Any effort to partially or fully transition workplace retirement plans to an after-tax, Roth-based model will come with complexities, say industry insiders.
Perhaps the biggest one is that most 401(k) participants don’t know what Roth means, or the potential advantages and drawbacks of saving on an after-tax basis.
Under the Trump administration’s effort to reform and lower individual tax rates, lawmakers are reportedly considering raising revenue by limiting pre-tax savings deferrals to traditional 401(k) plans.
Cerulli Associates, a Boston-based consultancy that provides market research to the financial services industry, set out to understand what plan participants know about Roth 401(k)s.
For most savers, the learning curve is steep.
Of the 1,000 plan participants surveyed by Cerulli, only one-third could accurately identify the benefits of investing on an after-tax basis, including the fact that withdrawals in retirement are tax-free.
The learning curve improves for higher earners—among those making more than $91,000, 44 percent correctly identified Roth plans’ characteristics.
One quarter of all savers admitted to not knowing Roth features. Nearly 20 percent mistakenly said Roth contributions are made on a pre-tax basis, and the withdrawals are tax-free.

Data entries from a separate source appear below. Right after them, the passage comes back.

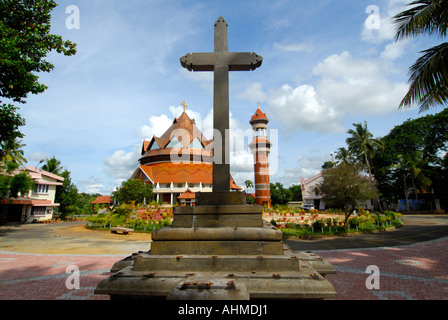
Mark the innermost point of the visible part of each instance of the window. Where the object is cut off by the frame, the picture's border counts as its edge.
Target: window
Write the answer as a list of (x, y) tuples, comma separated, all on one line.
[(41, 188), (154, 146)]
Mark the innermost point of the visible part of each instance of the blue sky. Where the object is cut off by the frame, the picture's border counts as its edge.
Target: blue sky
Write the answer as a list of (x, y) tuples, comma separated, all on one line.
[(323, 70)]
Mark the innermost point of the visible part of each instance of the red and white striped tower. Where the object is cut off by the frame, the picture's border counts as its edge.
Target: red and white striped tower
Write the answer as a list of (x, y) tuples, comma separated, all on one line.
[(261, 148)]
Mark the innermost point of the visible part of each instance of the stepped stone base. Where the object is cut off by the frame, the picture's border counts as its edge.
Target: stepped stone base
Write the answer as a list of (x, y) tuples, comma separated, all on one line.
[(219, 253)]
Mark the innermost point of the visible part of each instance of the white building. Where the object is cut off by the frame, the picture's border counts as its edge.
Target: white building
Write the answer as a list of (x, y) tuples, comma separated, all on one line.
[(311, 197), (37, 204)]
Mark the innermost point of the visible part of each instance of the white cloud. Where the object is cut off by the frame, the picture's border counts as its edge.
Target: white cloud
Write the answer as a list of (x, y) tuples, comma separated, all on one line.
[(295, 47), (156, 127), (36, 157), (375, 31), (394, 50), (253, 92), (358, 86), (122, 164)]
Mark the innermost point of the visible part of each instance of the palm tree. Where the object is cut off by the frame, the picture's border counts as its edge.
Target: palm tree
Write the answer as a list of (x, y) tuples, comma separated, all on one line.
[(413, 163), (12, 151), (362, 144), (429, 74), (53, 166)]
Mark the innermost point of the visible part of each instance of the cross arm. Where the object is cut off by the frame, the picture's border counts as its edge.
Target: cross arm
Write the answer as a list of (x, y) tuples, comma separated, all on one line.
[(236, 61)]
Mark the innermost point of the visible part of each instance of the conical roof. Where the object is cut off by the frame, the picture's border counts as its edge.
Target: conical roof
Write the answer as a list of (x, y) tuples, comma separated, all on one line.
[(259, 116)]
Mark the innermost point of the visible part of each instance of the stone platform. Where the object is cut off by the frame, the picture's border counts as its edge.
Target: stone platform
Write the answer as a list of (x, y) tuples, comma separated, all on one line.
[(219, 252)]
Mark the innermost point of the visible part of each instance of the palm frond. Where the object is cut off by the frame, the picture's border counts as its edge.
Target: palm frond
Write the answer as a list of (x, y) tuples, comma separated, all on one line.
[(429, 79), (424, 16)]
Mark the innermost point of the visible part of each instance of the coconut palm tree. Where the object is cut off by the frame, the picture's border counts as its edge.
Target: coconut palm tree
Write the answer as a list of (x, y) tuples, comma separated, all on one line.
[(363, 145), (413, 163), (344, 156), (12, 151), (429, 74), (53, 166)]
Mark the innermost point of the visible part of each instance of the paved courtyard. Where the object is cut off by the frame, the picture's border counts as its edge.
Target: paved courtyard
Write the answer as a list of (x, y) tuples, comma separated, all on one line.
[(417, 271)]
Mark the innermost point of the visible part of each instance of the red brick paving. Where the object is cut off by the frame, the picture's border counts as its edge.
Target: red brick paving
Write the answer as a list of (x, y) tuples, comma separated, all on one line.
[(417, 272)]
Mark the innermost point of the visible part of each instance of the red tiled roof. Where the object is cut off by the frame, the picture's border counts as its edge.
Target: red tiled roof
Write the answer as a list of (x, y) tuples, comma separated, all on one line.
[(168, 172), (187, 195), (259, 115), (102, 199)]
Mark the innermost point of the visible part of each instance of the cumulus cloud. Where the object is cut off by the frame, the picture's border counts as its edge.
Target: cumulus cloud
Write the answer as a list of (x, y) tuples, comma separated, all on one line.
[(121, 164), (301, 107), (294, 47), (156, 127), (253, 92)]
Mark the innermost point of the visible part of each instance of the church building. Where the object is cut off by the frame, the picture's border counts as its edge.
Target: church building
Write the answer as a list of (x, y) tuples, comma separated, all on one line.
[(178, 164)]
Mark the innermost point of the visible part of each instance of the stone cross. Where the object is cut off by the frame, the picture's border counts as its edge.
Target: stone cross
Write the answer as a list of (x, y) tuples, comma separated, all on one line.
[(221, 61), (184, 105)]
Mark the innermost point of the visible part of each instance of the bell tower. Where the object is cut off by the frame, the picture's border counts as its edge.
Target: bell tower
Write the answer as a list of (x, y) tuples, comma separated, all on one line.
[(261, 147)]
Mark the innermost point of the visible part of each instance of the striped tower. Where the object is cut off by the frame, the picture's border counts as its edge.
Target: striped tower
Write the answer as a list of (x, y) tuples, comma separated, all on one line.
[(261, 148)]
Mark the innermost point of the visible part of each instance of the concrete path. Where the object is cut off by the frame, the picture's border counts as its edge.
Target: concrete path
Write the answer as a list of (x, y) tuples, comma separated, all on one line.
[(39, 262)]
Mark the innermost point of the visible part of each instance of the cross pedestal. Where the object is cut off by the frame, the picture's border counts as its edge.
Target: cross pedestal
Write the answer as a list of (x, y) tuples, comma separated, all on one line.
[(220, 249)]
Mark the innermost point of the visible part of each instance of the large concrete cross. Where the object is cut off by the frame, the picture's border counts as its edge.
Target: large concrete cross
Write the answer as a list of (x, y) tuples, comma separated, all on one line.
[(221, 61)]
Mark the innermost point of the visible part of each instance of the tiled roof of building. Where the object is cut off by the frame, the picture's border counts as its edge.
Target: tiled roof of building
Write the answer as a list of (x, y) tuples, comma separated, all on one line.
[(102, 199), (182, 133), (168, 172), (187, 195), (259, 115)]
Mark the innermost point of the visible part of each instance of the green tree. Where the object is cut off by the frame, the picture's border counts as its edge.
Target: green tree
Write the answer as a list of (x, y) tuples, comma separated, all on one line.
[(328, 165), (344, 156), (343, 187), (53, 166), (429, 74), (412, 164), (279, 195), (133, 190), (296, 191), (66, 195), (10, 122), (427, 135), (12, 184), (249, 184), (25, 42)]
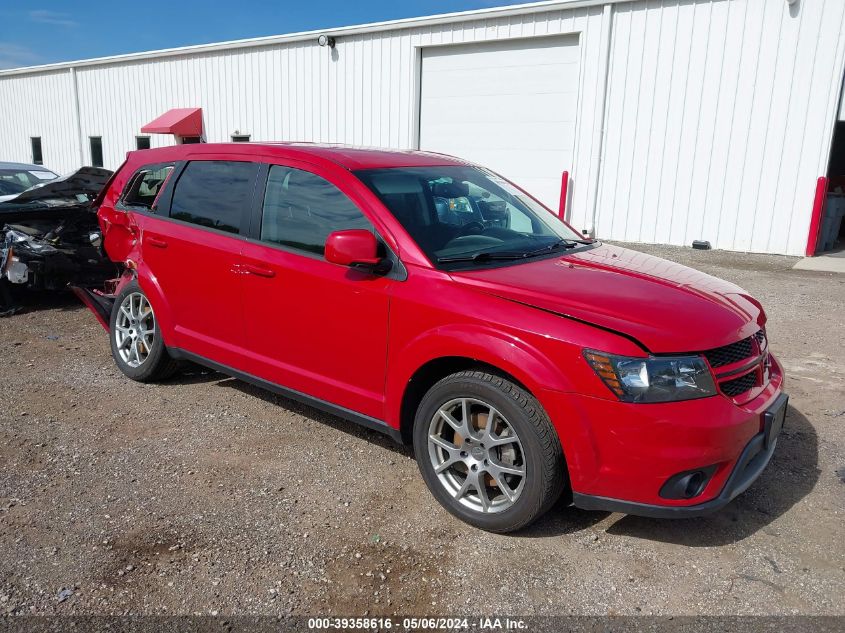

Another 14 percent inaccurately said savings are taxed in retirement.
The Roth option has only been available to 401(k) plans since 2006. Cerulli’s 2017 record-keeping survey shows only 13.5 percent of savers with the option save in a Roth plan.
“These numbers are very low and underscore the major sea change that will occur should tax reform succeed in Rothifying the DC market,” write Cerulli’s analysts.
Cerulli says its research shows participants often struggle with the tax bill on Roth contributions, and that participants have a “healthy amount of skepticism” as to whether the government will ultimately change policy down the road and tax Roth withdrawals in retirement.
In traditional 401(k) plans, participants cite the tax benefits of deferring earnings as a top motivator for starting to save for retirement.
One in five said the tax advantages were the primary motivation to start saving, and nearly half said the tax break on deferrals was the reason why the increased their savings rates.
Those numbers present powerful evidence that Rothification may result in Americans saving less for retirement, the report says.
“Given the lack of understanding of Roth contributions, the behavioral challenges associated with making taxable contributions, and, importantly, the loss of the immediate benefit or incentive of a tax bill deduction, Rothification could cause some individuals to reduce their contributions or cease contributing to an employer-sponsored retirement savings plan,” the report says.
If some form of compulsory Rothification is implemented under tax reform, sponsors and record-keepers will need to implement “significant” marketing and education campaigns. That is likely to be expensive, the analysts say.